I agree. I'm primarily a freeride guy and find that I am more and more favoring softer boards. You'll find me on an NS Evo most days at the resorts.


----------



## Nolefan2011 (Mar 12, 2011)

Have you guys ridden a stiffer center reverse twin? Not talking about jumping on a Ride DH2 or something like that, but a center reverse twin like a Smokin or stiffer Lib Tech?

Trust me, I know what you're saying about softer boards.....but then you try a T Rice in aggressive terrain. Best board I have ridden. But you need to compare apples to apples and try something center reverse as a twin.


----------



## linvillegorge (Jul 6, 2009)

Yeah, it's just not for me. If I'm in serious terrain, I'm not likely to be riding switch, so I prefer a stiffer board with some setback. If I'm going to be playing around and riding switch, I prefer a softer, more playful board. I just don't really have a desire for a stiff true twin. Maybe if I was only going to have one board, but I'm a quiver guy. Different strokes for different folks.


----------



## turbospartan (Oct 27, 2010)

I'll agree that I like a twin that is a little softer. Picked up an Evo this year (152) and rode that more than my Banana Magic 157. Not that I dislike the Magic, but its a little big for me (I weigh about 155lbs). 

The Evo is soft and I can turn on a dime. Love taking it in the trees. Having a soft board just makes everything easier, at least in my opinion. And I ride it all (except park!) - steeps and trees are my favorite. After a day of riding, I'm not as worn out from the Evo as I am the Magic.


----------



## Justin (Jun 2, 2010)

Pow Wow said:


> Hello!
> 
> I'm coming on my fifth season riding in Japan. I ride 95% powder, trees, and natural terrain. We get a lot of snow here.
> 
> ...


How about the ride machete?


----------



## Nolefan2011 (Mar 12, 2011)

Part of the reason for that Spartan, is that board is BIG for you. I ride 157s at 180 lbs. If you had the 154 Magic, you might feel differently. I have ridden 159s....never larger, and just that 2 cms changes the agility of the board for me. Hell, my park board is a 153. One cm longer than your EVO.


----------



## Nivek (Jan 24, 2008)

You don't want something too stiff for a pow twin.
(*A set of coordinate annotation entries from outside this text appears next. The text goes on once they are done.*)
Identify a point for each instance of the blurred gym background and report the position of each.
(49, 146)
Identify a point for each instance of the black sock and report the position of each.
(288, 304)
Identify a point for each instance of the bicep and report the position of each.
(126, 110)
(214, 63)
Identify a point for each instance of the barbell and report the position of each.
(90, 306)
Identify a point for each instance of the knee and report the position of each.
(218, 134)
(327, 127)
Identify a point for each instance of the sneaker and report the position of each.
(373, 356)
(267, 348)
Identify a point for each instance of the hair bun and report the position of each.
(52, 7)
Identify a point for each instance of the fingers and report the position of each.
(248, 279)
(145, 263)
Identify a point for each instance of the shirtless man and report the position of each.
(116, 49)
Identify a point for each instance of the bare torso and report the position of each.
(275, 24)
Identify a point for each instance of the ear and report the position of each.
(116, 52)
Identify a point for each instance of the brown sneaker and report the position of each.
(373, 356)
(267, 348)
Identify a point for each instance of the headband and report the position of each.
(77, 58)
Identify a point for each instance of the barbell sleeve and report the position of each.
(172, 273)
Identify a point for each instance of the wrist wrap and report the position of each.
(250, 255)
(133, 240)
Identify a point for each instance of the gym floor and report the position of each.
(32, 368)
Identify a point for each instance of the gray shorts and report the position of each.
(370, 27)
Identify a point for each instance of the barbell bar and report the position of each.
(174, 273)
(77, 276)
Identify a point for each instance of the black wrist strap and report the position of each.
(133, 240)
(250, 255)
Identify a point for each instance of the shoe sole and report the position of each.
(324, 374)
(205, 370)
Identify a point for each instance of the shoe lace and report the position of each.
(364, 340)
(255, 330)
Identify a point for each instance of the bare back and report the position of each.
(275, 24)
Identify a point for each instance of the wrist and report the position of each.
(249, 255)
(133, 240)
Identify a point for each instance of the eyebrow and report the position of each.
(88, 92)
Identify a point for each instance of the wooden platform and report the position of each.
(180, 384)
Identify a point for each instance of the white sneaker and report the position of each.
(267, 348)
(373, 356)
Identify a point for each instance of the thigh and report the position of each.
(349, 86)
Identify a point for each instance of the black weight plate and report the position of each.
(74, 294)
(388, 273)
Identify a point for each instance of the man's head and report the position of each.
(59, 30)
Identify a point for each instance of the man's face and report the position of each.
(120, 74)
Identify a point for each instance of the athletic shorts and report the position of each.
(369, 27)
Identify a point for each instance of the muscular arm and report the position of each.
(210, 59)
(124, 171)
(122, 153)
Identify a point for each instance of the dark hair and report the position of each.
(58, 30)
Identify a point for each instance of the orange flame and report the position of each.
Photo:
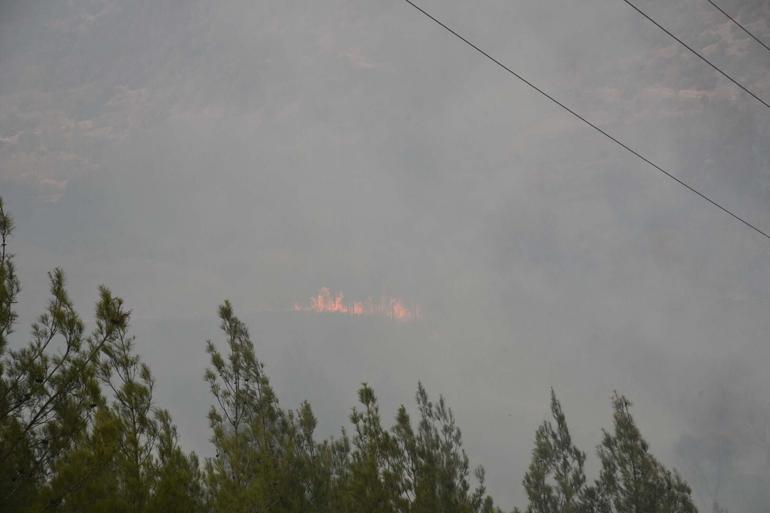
(326, 302)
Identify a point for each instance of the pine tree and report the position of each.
(435, 466)
(555, 481)
(375, 483)
(631, 479)
(246, 423)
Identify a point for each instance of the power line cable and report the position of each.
(695, 52)
(586, 121)
(741, 26)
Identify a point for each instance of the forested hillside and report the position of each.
(81, 432)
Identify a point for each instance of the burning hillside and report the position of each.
(388, 307)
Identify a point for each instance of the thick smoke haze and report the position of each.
(183, 152)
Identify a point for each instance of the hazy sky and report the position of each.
(183, 152)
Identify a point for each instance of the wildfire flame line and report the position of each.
(391, 308)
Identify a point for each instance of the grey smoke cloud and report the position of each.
(187, 152)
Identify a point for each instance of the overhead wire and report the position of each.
(698, 54)
(736, 22)
(588, 122)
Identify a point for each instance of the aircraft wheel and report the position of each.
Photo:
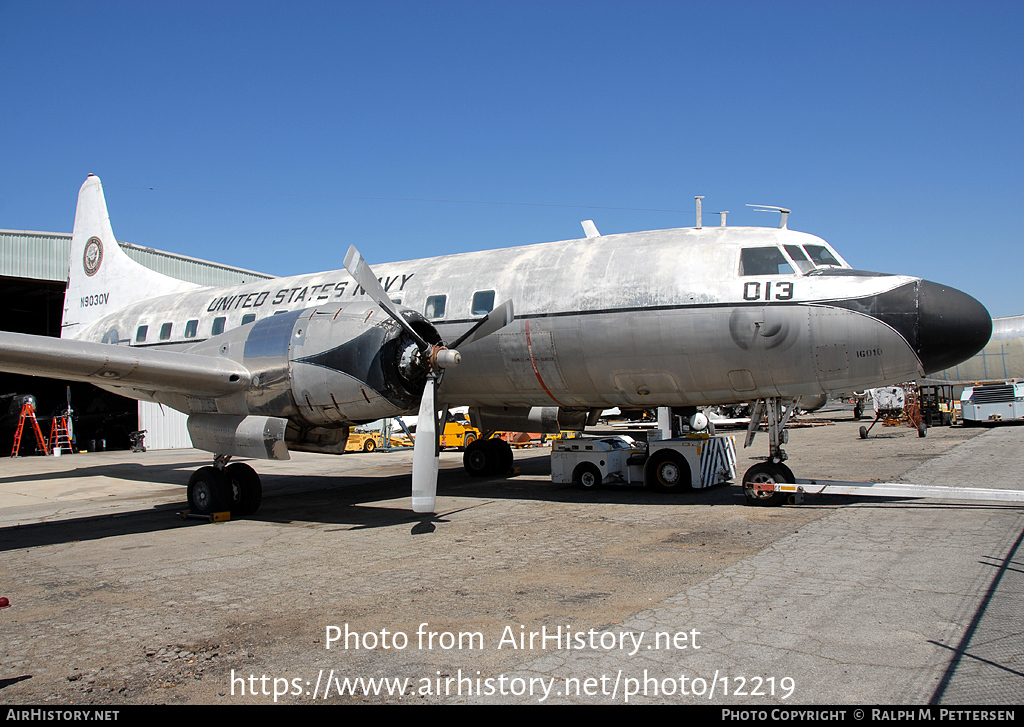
(479, 460)
(206, 490)
(766, 473)
(668, 472)
(587, 475)
(244, 479)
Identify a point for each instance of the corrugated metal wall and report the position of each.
(38, 256)
(165, 428)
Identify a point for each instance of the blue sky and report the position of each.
(271, 135)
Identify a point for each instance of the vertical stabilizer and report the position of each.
(101, 278)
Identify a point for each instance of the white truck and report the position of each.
(992, 402)
(668, 465)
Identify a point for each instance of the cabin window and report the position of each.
(764, 261)
(483, 302)
(435, 306)
(820, 256)
(797, 253)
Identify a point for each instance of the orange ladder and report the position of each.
(28, 413)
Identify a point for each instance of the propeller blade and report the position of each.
(365, 276)
(495, 321)
(425, 452)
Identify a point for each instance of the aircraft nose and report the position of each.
(951, 326)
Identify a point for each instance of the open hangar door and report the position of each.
(35, 306)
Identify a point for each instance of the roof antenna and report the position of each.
(771, 208)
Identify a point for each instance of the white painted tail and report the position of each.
(101, 278)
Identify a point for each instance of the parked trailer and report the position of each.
(667, 465)
(992, 402)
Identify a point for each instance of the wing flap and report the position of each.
(105, 364)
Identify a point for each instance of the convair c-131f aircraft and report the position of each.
(674, 317)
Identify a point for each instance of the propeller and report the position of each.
(435, 358)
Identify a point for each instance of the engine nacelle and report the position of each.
(326, 367)
(259, 437)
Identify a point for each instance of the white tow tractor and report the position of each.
(691, 462)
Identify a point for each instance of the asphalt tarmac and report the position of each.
(629, 595)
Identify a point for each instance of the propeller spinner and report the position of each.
(434, 358)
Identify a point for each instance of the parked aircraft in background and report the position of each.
(675, 317)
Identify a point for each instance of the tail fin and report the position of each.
(101, 278)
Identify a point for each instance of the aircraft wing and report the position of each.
(122, 366)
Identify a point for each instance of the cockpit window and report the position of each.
(797, 253)
(435, 306)
(820, 256)
(764, 261)
(483, 302)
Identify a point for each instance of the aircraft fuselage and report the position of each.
(668, 317)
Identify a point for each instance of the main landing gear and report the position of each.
(222, 486)
(759, 479)
(486, 457)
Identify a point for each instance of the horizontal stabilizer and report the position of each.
(120, 366)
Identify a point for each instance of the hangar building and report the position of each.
(33, 278)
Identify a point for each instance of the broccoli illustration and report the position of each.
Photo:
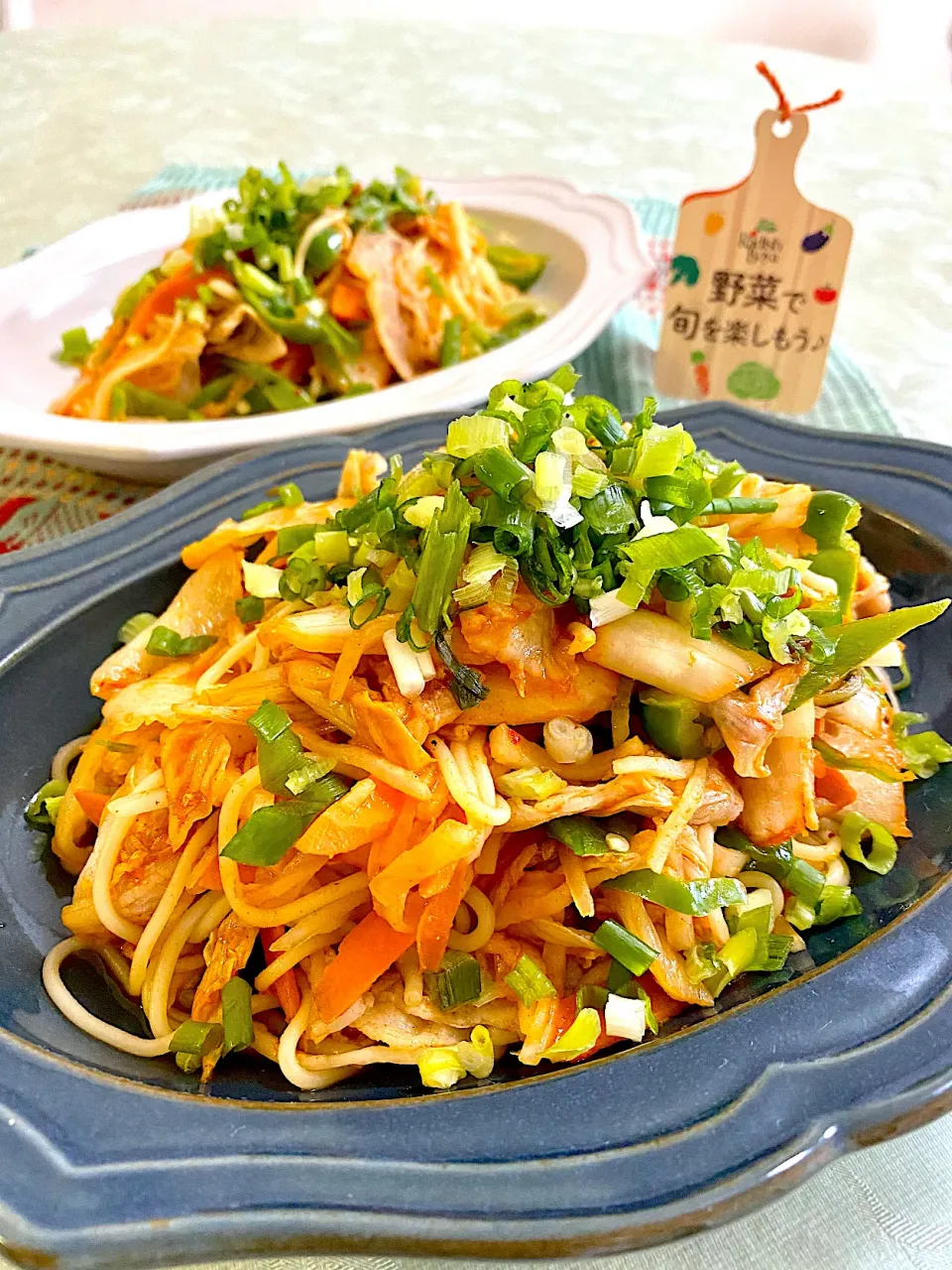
(754, 382)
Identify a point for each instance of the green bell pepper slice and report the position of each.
(857, 642)
(674, 724)
(830, 516)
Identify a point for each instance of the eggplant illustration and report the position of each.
(817, 240)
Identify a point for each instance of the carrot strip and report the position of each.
(829, 784)
(389, 846)
(285, 988)
(93, 804)
(362, 957)
(436, 921)
(448, 843)
(348, 303)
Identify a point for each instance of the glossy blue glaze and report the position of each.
(111, 1161)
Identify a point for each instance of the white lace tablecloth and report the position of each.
(87, 116)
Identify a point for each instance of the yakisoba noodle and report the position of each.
(526, 748)
(294, 294)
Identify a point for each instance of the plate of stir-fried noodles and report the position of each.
(534, 842)
(296, 307)
(521, 749)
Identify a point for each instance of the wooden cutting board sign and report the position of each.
(754, 284)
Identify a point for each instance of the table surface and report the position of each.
(90, 114)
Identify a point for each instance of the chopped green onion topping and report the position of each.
(451, 343)
(857, 642)
(580, 834)
(737, 956)
(250, 608)
(44, 807)
(134, 626)
(921, 751)
(578, 1039)
(590, 996)
(440, 1067)
(518, 268)
(458, 979)
(530, 982)
(195, 1038)
(465, 683)
(236, 1015)
(853, 833)
(476, 432)
(76, 347)
(164, 642)
(693, 898)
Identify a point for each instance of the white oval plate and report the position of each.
(597, 263)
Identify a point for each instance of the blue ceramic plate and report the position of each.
(116, 1162)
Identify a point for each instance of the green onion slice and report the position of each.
(250, 608)
(44, 807)
(195, 1038)
(578, 1039)
(633, 952)
(236, 1014)
(580, 834)
(855, 830)
(693, 898)
(134, 626)
(164, 642)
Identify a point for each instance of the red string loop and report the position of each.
(783, 105)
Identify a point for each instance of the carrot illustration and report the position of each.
(702, 372)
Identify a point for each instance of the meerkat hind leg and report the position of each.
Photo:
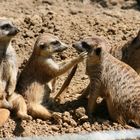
(91, 106)
(115, 116)
(20, 106)
(37, 110)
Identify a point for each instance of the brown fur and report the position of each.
(4, 115)
(129, 53)
(115, 81)
(8, 71)
(34, 81)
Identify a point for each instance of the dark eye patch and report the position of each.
(86, 46)
(5, 26)
(55, 43)
(42, 46)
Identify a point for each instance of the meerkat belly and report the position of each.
(4, 74)
(37, 92)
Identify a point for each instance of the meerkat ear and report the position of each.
(98, 51)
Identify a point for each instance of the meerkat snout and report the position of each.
(7, 29)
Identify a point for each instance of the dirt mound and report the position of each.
(70, 20)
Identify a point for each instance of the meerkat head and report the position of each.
(7, 29)
(92, 46)
(47, 44)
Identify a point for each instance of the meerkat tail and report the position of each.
(5, 113)
(66, 82)
(38, 111)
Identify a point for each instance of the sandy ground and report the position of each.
(118, 22)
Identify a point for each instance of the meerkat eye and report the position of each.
(6, 26)
(55, 42)
(42, 46)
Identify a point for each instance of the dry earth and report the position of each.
(118, 22)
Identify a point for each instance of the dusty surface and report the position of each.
(70, 20)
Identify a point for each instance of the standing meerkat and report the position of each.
(41, 69)
(8, 71)
(129, 53)
(114, 80)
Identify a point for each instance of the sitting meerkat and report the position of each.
(8, 71)
(41, 69)
(4, 115)
(113, 80)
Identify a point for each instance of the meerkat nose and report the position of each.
(73, 45)
(17, 30)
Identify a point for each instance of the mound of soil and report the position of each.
(118, 22)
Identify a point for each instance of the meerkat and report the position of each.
(8, 71)
(113, 80)
(129, 53)
(41, 69)
(5, 113)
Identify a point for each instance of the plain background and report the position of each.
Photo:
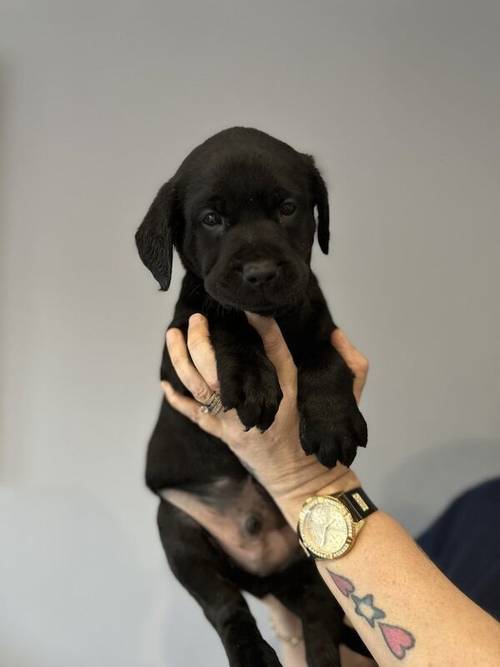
(399, 101)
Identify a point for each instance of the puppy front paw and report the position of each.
(252, 388)
(333, 431)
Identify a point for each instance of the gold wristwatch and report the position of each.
(328, 525)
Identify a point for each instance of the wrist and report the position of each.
(337, 480)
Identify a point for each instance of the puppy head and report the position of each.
(240, 212)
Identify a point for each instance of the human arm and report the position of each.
(402, 606)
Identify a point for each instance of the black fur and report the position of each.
(251, 253)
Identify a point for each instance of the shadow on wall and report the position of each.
(428, 481)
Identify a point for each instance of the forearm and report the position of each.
(402, 606)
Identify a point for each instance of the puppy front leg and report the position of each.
(248, 380)
(331, 425)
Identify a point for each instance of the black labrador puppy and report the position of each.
(240, 213)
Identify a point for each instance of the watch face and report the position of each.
(326, 527)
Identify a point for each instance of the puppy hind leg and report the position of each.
(203, 570)
(303, 592)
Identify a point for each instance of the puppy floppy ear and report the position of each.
(155, 236)
(320, 200)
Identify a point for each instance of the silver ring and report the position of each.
(214, 405)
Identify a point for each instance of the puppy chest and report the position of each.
(243, 520)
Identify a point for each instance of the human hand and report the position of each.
(275, 457)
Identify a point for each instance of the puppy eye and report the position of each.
(287, 208)
(212, 219)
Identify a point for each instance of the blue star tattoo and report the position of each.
(366, 609)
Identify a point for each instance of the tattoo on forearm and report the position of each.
(397, 639)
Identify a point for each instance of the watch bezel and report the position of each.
(339, 507)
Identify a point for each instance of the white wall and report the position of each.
(100, 101)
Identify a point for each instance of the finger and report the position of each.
(201, 350)
(276, 349)
(184, 367)
(356, 361)
(192, 410)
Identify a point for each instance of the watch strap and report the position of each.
(358, 503)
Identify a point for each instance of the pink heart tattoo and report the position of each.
(398, 640)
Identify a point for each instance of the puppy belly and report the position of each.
(248, 527)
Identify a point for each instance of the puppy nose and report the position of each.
(260, 273)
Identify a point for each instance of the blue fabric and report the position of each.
(464, 542)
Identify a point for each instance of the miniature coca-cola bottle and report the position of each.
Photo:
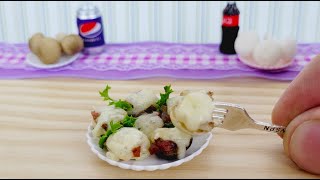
(230, 28)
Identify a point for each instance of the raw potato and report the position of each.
(72, 44)
(34, 43)
(49, 51)
(60, 36)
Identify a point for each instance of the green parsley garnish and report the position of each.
(113, 129)
(164, 97)
(128, 121)
(119, 104)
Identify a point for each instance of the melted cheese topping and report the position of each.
(147, 123)
(141, 101)
(124, 141)
(107, 114)
(174, 134)
(193, 110)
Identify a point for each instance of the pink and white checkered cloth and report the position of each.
(147, 57)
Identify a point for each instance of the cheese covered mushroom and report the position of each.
(170, 143)
(192, 111)
(128, 143)
(147, 123)
(103, 117)
(141, 101)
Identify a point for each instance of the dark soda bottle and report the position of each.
(230, 28)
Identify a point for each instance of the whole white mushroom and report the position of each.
(245, 43)
(267, 53)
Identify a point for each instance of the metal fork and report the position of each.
(233, 117)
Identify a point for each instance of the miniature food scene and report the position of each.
(160, 89)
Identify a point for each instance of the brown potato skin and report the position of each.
(72, 44)
(34, 43)
(50, 50)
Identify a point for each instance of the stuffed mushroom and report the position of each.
(128, 144)
(141, 101)
(103, 117)
(147, 123)
(192, 111)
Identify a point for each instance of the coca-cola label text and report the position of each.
(230, 21)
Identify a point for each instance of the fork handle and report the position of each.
(268, 127)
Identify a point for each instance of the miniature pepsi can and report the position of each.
(90, 28)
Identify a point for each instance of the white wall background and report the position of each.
(194, 22)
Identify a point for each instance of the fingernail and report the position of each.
(304, 146)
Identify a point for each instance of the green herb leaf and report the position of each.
(129, 121)
(123, 105)
(113, 129)
(164, 97)
(115, 126)
(119, 104)
(168, 125)
(105, 94)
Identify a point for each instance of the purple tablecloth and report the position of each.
(149, 59)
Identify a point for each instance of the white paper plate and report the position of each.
(34, 61)
(152, 163)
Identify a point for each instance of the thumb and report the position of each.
(302, 140)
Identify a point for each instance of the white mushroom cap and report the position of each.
(192, 111)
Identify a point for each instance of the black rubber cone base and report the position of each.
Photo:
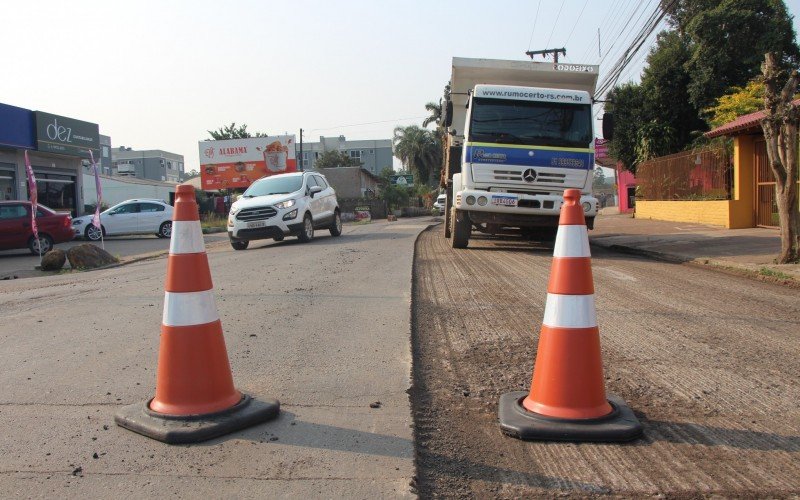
(516, 421)
(173, 429)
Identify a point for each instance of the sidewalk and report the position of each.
(750, 251)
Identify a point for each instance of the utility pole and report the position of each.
(544, 53)
(301, 150)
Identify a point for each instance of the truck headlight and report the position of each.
(285, 204)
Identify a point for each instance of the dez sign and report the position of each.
(66, 136)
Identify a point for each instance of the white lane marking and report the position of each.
(615, 274)
(189, 308)
(187, 237)
(572, 241)
(570, 311)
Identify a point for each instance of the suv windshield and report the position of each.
(533, 123)
(274, 185)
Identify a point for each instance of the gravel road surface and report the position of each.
(324, 327)
(710, 362)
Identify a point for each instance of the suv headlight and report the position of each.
(285, 204)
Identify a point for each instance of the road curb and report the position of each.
(724, 266)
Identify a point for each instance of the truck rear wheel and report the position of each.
(461, 228)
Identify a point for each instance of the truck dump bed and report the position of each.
(468, 72)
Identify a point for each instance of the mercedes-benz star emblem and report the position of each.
(529, 175)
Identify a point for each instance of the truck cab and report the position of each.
(518, 148)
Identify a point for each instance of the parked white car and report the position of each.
(281, 205)
(139, 216)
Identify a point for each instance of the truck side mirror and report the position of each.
(608, 126)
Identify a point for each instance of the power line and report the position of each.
(535, 18)
(576, 24)
(555, 23)
(368, 123)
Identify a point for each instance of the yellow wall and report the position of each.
(701, 212)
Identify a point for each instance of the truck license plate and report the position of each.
(506, 201)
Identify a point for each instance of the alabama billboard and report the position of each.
(236, 163)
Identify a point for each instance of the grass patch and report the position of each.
(765, 271)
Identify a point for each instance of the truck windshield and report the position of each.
(533, 123)
(274, 185)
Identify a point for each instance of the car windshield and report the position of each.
(532, 123)
(274, 185)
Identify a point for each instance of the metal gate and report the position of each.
(766, 208)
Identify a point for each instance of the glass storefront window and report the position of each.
(56, 191)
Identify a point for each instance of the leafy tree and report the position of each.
(233, 132)
(599, 181)
(420, 151)
(336, 159)
(780, 126)
(737, 102)
(728, 39)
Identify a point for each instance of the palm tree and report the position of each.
(420, 151)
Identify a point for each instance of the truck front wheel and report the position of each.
(461, 228)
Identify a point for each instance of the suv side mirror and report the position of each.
(608, 126)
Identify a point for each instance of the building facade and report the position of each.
(153, 164)
(374, 154)
(57, 147)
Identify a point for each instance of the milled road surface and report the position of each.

Too stiff and you wont be able to flex the tail into the snow to get your nose up. Which you'll have to do even with full reverse camber. 

I would look at an Arbor Blacklist, The Mod Rocker is a great choice, Signal Omni, Echelon Franken Says Relax, Nitro Rook, or a Ride Buckwild.


----------



## kvazar (Jul 8, 2012)

I thought GNU Riders Choice is one of the best true twin boards for Powder and All-Mountain, it's soft, but still pretty good.


----------



## SuperRalfons (Nov 8, 2011)

Salomon Grip is the board for you 
But realy i love the pop and agility in powder with it.
for powder freestyle its what i use. for all freestyle as a mater of fact. ^^
try it out you will love it =D


----------